What made it worse was that I didn’t want to fit in. These kids didn’t impress me. They weren’t kind or welcoming or even very smart. They didn’t possess any of the qualities I looked for in friends.
But I needed my textbook badly if I ever wanted to escape this place.
I knocked three times on the mahogany door of Vicious’s bedroom. Rolling my lower lip between my fingers, I tried to suck in as much oxygen as I could, but it did nothing to calm the throbbing pulse in my neck.
Please don’t be there . . .
Please don’t be an ass . . .
Please . . .
A soft noise seeped from the crack under the door, and my body tensed.
Giggling.
Vicious never giggled. Heck, he hardly ever chuckled. Even his smiles were few and far between. No. The sound was undoubtedly female.
I heard him whisper in his raspy tone something inaudible that made her moan. My ears seared, and I anxiously rubbed my hands on the yellow cut-off denim shorts covering my thighs. Out of all the scenarios I could have imagined, this was by far the worst.
Him.
With another girl.
Who I hated before I even knew her name.
It didn’t make any sense, yet I felt ridiculously angry.

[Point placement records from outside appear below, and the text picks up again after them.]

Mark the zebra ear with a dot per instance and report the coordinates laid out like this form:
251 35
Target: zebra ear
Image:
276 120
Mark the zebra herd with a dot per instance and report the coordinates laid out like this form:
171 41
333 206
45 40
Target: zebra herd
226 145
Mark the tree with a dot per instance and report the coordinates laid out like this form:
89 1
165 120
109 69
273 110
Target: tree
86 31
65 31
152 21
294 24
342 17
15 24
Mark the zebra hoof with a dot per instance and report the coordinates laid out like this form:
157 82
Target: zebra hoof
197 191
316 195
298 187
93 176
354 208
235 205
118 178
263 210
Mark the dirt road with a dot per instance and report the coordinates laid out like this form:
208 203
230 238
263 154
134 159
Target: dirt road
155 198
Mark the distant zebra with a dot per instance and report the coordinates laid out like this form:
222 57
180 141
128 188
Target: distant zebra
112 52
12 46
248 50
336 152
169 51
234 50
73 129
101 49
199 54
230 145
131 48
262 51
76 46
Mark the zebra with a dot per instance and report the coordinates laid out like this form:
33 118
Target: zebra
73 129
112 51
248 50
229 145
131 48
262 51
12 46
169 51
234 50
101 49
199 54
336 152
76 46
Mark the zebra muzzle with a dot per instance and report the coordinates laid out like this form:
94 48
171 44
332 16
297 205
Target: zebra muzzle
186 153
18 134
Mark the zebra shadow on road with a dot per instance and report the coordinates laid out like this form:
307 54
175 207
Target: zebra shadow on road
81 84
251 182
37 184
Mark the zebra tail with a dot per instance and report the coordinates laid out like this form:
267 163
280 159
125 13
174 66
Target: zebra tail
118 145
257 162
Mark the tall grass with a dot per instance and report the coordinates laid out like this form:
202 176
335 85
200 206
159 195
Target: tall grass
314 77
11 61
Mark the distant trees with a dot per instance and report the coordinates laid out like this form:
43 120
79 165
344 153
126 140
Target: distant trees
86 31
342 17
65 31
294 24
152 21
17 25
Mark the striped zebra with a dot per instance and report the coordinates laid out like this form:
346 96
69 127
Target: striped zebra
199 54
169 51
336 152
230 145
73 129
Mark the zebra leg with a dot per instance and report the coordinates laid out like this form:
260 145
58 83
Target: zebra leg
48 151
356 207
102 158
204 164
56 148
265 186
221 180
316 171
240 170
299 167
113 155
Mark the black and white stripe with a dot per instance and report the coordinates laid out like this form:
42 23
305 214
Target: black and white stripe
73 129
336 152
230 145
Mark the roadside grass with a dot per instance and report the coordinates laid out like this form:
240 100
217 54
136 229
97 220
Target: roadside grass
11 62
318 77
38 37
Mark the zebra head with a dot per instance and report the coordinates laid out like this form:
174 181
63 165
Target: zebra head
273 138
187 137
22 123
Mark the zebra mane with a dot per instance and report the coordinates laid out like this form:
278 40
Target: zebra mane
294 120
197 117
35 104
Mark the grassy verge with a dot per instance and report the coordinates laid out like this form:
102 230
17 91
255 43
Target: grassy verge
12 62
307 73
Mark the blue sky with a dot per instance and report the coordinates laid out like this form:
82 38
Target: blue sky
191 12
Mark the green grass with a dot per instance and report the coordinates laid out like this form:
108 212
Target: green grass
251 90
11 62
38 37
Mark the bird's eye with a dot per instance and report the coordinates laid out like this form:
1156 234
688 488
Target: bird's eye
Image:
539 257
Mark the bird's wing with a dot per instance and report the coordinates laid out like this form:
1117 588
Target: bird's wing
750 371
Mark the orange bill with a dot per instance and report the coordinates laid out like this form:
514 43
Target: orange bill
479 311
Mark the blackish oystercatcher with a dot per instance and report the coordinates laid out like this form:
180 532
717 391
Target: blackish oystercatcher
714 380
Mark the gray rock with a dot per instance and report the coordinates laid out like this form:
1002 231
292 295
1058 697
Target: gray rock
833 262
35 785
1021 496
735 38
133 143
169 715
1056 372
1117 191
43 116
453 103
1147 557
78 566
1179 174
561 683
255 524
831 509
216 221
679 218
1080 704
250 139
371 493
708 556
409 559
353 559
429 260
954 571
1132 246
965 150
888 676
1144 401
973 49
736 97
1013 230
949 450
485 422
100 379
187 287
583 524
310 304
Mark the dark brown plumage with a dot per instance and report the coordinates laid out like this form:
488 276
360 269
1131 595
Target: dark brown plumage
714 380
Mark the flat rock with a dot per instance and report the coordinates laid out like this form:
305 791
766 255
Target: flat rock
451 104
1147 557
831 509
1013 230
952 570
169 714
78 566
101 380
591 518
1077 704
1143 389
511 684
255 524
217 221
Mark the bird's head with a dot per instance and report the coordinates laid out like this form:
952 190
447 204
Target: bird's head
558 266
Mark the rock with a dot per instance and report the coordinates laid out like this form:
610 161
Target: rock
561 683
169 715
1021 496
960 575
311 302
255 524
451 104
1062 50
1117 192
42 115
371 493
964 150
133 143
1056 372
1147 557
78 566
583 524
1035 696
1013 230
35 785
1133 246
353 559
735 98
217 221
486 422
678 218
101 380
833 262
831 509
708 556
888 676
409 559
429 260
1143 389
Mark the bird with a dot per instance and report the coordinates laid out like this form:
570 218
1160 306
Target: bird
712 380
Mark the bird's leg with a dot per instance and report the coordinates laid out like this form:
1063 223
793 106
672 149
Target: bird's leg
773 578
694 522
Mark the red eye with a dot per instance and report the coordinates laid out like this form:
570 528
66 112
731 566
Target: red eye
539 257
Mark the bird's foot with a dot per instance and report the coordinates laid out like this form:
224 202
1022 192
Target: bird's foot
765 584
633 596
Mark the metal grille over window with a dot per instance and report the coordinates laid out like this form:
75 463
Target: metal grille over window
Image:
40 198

But he was clearly there, and I was a girl on a mission.
“Vicious?” I called out, trying to steady my voice. I straightened my spine, even though he couldn’t see me. “It’s Millie. Sorry to interrupt, y’all. I just wanted to borrow your calc book. Mine’s lost, and I really need to get ready for that exam we have tomorrow.” God forbid you ever study for our exam yourself, I breathed silently.
He didn’t answer, but I heard a sharp intake of breath—the girl—and the rustle of fabric and the noise of a zipper rolling. Down, I had no doubt.
I squeezed my eyes shut and pressed my forehead against the cool wood of his door.
Bite the bullet. Swallow your pride. This wouldn’t matter in a few years. Vicious and his stupid antics would be a distant memory, the snooty town of Todos Santos just a dust-covered part of my past.
My parents had jumped at the chance when Josephine Spencer offered them a job. They’d dragged us across the country to California because the health care was better and we didn’t even need to pay rent. Mama was the Spencers’ cook/housekeeper, and Daddy was part gardener and handyman. The previous live-in couple had quit, and it was no wonder. Pretty sure my parents weren’t so keen on the job either. But opportunities like these were rare, and Josephine Spencer’s mama was friends with my great-aunt, which is how they’d gotten the job.
I was planning on getting out of here soon. As soon as I got accepted to the first out-of-state college I’d applied to, to be exact. In order to do so, though, I needed a scholarship.